India needs a second green revolution along with the next generation of reforms with a view to make agriculture more climate-resistant and environmentally sustainable, said an RBI article on farm sector challenges.
Observing that Indian agriculture has exhibited remarkable resilience during the COVID-19 period, the article said “new emerging challenges warrant a second green revolution along with next-generation reforms”.
Despite the success in terms of production that has ensured food security in the country, food inflation and its volatility remain a challenge, which requires supply-side interventions such as higher public investment, storage infrastructure and promotion of food processing, said the article titled ‘Indian Agriculture: Achievements and Challenges’.
The article said Indian agriculture scaled new heights with record production of various foodgrains, commercial and horticultural crops, exhibiting resilience and ensuring food security during the COVID-19 period.
“The sector, however, confronted various challenges, mitigation of which requires a holistic policy approach,” it said.
For instance, crop productivity in India is much lower than other advanced and emerging market economies due to various factors, like fragmented landholdings, lower farm mechanisation and lower public and private investment in agriculture.
Second, the article said the current overproduction of crops like rice, wheat and sugarcane, has led to rapid depletion of the ground-water table, soil degradation and massive air pollution raising questions about the environmental sustainability of current agricultural practices in India.
Also, despite surplus production in many of the commodities, food inflation and volatility in prices continue to remain high causing inconvenience to consumers and low and fluctuating income for farmers.
“Addressing these challenges would require a second green revolution focussed on the agriculture water-energy nexus, making agriculture more climate resistant and environmentally sustainable.
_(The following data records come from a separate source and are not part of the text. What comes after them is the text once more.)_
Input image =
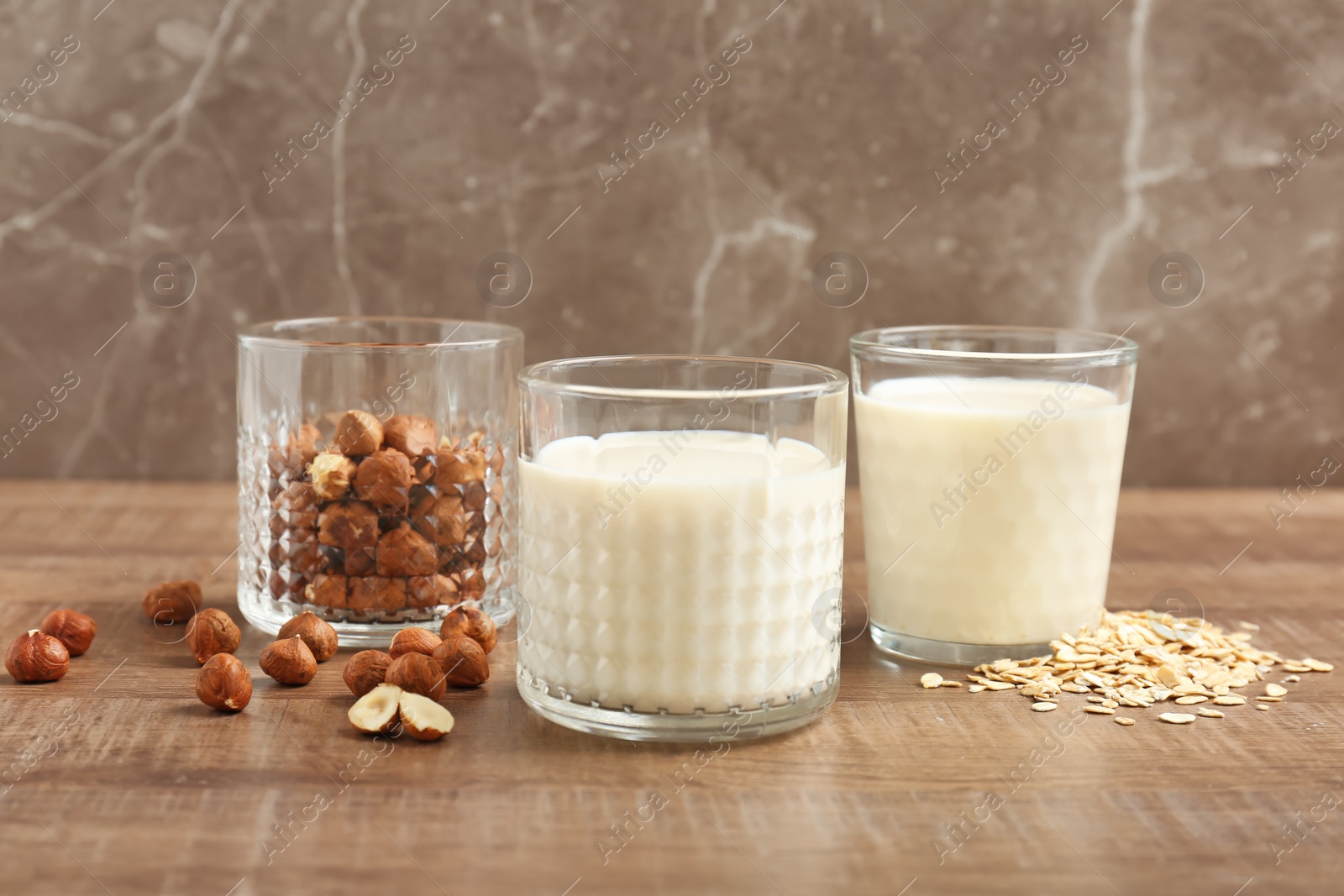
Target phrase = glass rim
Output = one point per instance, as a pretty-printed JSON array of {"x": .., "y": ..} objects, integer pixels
[
  {"x": 828, "y": 380},
  {"x": 269, "y": 333},
  {"x": 1119, "y": 351}
]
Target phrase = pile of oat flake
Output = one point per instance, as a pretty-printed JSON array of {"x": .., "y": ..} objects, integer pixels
[{"x": 1137, "y": 658}]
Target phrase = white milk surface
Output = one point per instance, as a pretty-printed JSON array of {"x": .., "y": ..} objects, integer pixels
[
  {"x": 1007, "y": 492},
  {"x": 679, "y": 571}
]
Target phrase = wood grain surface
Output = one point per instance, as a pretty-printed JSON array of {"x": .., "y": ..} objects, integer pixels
[{"x": 116, "y": 779}]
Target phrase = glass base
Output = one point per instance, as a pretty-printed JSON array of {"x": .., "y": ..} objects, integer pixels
[
  {"x": 269, "y": 616},
  {"x": 736, "y": 725},
  {"x": 949, "y": 652}
]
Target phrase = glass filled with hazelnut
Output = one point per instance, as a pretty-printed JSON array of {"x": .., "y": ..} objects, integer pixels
[
  {"x": 375, "y": 469},
  {"x": 682, "y": 527}
]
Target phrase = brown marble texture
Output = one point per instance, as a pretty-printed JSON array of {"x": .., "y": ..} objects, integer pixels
[{"x": 491, "y": 137}]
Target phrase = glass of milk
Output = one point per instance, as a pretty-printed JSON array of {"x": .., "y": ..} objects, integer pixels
[
  {"x": 990, "y": 463},
  {"x": 682, "y": 524}
]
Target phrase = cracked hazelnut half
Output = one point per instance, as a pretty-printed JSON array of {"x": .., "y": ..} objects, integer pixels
[
  {"x": 366, "y": 671},
  {"x": 417, "y": 673},
  {"x": 37, "y": 656},
  {"x": 316, "y": 633},
  {"x": 213, "y": 631},
  {"x": 474, "y": 624},
  {"x": 223, "y": 683},
  {"x": 358, "y": 432},
  {"x": 289, "y": 661},
  {"x": 172, "y": 602},
  {"x": 331, "y": 474},
  {"x": 73, "y": 629},
  {"x": 376, "y": 710},
  {"x": 423, "y": 719}
]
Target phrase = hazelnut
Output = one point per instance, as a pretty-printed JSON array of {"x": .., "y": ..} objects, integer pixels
[
  {"x": 289, "y": 661},
  {"x": 376, "y": 710},
  {"x": 223, "y": 683},
  {"x": 315, "y": 631},
  {"x": 360, "y": 562},
  {"x": 349, "y": 526},
  {"x": 414, "y": 641},
  {"x": 73, "y": 629},
  {"x": 463, "y": 661},
  {"x": 403, "y": 551},
  {"x": 417, "y": 673},
  {"x": 327, "y": 590},
  {"x": 331, "y": 474},
  {"x": 358, "y": 432},
  {"x": 412, "y": 436},
  {"x": 385, "y": 479},
  {"x": 366, "y": 671},
  {"x": 430, "y": 591},
  {"x": 172, "y": 600},
  {"x": 474, "y": 624},
  {"x": 213, "y": 631},
  {"x": 423, "y": 718},
  {"x": 306, "y": 441},
  {"x": 37, "y": 658},
  {"x": 376, "y": 593},
  {"x": 459, "y": 466}
]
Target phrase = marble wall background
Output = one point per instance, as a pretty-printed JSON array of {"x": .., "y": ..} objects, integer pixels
[{"x": 1163, "y": 134}]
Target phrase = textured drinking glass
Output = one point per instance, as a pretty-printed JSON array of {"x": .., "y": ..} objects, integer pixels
[
  {"x": 990, "y": 464},
  {"x": 680, "y": 544},
  {"x": 375, "y": 470}
]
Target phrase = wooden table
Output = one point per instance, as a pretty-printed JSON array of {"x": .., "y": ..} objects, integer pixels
[{"x": 121, "y": 782}]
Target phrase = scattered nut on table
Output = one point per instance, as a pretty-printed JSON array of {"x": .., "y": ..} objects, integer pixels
[
  {"x": 474, "y": 624},
  {"x": 37, "y": 656},
  {"x": 73, "y": 629},
  {"x": 213, "y": 631},
  {"x": 172, "y": 602},
  {"x": 315, "y": 631},
  {"x": 289, "y": 661},
  {"x": 418, "y": 673},
  {"x": 366, "y": 671},
  {"x": 414, "y": 641},
  {"x": 223, "y": 683},
  {"x": 463, "y": 661}
]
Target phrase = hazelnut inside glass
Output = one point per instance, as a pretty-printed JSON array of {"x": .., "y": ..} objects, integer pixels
[{"x": 375, "y": 472}]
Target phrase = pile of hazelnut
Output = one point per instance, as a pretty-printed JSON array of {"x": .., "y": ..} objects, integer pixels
[
  {"x": 44, "y": 653},
  {"x": 403, "y": 684},
  {"x": 382, "y": 521}
]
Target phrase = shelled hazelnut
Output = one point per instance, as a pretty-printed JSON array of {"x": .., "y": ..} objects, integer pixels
[
  {"x": 37, "y": 656},
  {"x": 463, "y": 661},
  {"x": 73, "y": 629},
  {"x": 417, "y": 673},
  {"x": 414, "y": 641},
  {"x": 212, "y": 631},
  {"x": 474, "y": 624},
  {"x": 289, "y": 661},
  {"x": 358, "y": 432},
  {"x": 223, "y": 683},
  {"x": 316, "y": 633},
  {"x": 349, "y": 526},
  {"x": 172, "y": 600},
  {"x": 366, "y": 671},
  {"x": 385, "y": 479},
  {"x": 405, "y": 553},
  {"x": 331, "y": 474},
  {"x": 412, "y": 436}
]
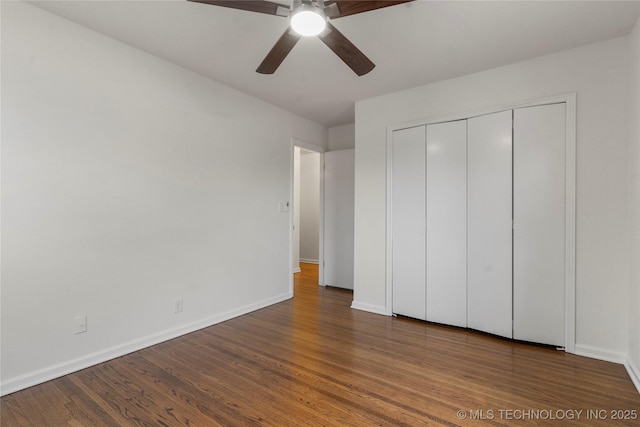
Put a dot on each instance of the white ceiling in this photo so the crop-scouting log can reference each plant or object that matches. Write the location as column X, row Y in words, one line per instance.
column 411, row 44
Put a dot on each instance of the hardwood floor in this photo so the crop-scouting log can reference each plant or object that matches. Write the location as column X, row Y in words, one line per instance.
column 313, row 361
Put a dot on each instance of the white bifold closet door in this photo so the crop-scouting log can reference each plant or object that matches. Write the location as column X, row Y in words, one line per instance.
column 408, row 222
column 447, row 223
column 539, row 224
column 489, row 224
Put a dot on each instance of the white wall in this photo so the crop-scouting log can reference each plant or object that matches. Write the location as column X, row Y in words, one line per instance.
column 310, row 207
column 634, row 200
column 342, row 137
column 598, row 73
column 128, row 182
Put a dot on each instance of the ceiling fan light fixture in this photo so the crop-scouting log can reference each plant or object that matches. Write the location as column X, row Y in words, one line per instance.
column 308, row 20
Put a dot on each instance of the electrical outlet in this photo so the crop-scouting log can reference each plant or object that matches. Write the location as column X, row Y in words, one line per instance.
column 81, row 324
column 177, row 305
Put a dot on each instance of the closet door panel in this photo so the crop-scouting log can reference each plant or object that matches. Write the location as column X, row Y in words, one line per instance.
column 408, row 222
column 489, row 224
column 539, row 224
column 446, row 223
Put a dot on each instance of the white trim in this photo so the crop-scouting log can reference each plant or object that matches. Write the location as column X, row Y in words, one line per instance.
column 599, row 353
column 308, row 145
column 634, row 373
column 321, row 220
column 570, row 225
column 389, row 238
column 570, row 196
column 377, row 309
column 49, row 373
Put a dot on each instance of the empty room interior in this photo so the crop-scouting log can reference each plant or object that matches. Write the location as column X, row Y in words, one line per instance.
column 398, row 213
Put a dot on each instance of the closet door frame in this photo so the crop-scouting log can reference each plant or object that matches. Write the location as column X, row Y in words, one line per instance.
column 570, row 199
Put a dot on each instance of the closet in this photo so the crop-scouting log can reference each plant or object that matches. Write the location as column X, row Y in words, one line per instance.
column 478, row 223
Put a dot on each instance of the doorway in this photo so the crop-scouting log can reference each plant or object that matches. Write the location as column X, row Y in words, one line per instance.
column 307, row 207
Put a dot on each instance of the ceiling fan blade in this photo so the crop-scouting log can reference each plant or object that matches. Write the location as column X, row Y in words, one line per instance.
column 348, row 7
column 278, row 52
column 351, row 55
column 250, row 5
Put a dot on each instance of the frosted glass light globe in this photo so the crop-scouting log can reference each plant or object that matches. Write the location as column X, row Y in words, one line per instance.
column 308, row 23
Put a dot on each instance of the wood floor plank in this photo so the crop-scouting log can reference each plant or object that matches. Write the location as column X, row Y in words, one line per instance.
column 313, row 361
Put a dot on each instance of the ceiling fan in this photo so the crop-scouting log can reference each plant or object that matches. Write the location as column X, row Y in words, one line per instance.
column 311, row 18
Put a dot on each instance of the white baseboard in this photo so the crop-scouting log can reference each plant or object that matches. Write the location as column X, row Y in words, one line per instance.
column 377, row 309
column 51, row 372
column 634, row 373
column 600, row 353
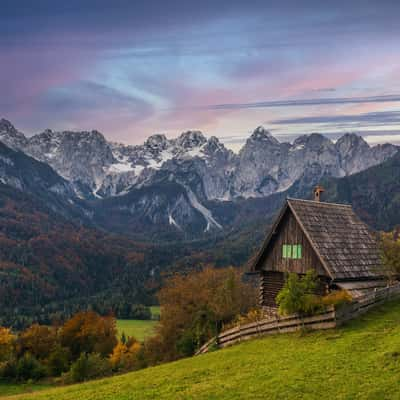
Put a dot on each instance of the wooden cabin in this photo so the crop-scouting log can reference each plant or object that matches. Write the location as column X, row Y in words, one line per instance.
column 326, row 237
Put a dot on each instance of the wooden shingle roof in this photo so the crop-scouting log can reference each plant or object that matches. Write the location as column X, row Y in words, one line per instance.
column 344, row 244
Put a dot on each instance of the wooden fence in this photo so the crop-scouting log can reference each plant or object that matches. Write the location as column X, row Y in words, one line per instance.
column 326, row 320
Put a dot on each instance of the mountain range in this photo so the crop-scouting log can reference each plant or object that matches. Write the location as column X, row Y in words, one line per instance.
column 87, row 222
column 169, row 188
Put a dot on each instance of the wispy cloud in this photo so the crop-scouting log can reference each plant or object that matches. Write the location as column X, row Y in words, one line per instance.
column 305, row 102
column 382, row 117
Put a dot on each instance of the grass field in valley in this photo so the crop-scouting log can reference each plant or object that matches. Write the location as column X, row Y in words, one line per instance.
column 7, row 389
column 139, row 329
column 359, row 361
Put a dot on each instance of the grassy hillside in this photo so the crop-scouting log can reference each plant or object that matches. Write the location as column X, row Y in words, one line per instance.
column 359, row 361
column 139, row 329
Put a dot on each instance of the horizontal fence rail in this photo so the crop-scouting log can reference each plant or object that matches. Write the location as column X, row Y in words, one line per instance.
column 329, row 319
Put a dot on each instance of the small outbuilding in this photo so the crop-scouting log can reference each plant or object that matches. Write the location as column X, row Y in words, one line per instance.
column 326, row 237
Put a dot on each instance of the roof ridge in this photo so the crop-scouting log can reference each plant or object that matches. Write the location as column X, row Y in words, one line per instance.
column 319, row 202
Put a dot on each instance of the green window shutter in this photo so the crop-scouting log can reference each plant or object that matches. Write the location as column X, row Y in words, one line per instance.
column 294, row 251
column 289, row 251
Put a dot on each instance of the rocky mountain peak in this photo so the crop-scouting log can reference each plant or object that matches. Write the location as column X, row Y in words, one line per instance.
column 312, row 141
column 11, row 136
column 7, row 126
column 260, row 134
column 156, row 142
column 350, row 141
column 213, row 145
column 191, row 139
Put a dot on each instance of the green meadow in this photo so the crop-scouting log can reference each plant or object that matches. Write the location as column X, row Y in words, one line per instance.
column 139, row 329
column 358, row 361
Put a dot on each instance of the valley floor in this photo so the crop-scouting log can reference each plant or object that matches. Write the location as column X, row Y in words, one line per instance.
column 359, row 361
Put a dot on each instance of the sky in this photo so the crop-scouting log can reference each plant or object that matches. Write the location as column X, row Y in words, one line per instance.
column 134, row 68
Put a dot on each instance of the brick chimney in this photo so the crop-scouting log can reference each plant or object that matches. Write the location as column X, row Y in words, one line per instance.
column 318, row 190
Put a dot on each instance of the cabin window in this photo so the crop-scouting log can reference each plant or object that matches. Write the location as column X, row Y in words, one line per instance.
column 293, row 251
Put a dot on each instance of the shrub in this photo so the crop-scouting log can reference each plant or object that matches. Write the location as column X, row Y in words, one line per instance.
column 58, row 361
column 298, row 295
column 88, row 332
column 390, row 253
column 6, row 343
column 88, row 366
column 195, row 307
column 126, row 357
column 28, row 367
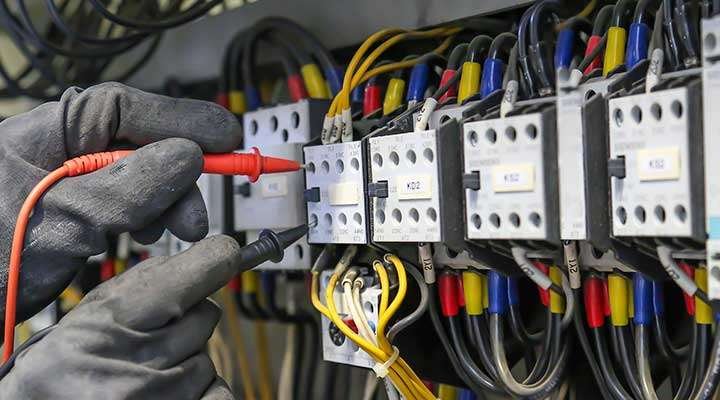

The use of biotechnology and breeding will be important in developing eco-friendly, disease-resistant, climate-resilient, more nutritious and diversified crop varieties,” it said.
Wider use of digital technology and extension services will be helpful in information sharing and generating awareness among the farmers.
It also stressed that better post-harvest loss-management and a revamp of co-operative movement through the formation of farmer-producer organisations (FPOs) can arrest the volatility in food prices and farmers’ income and help harness the true potential of Indian agriculture.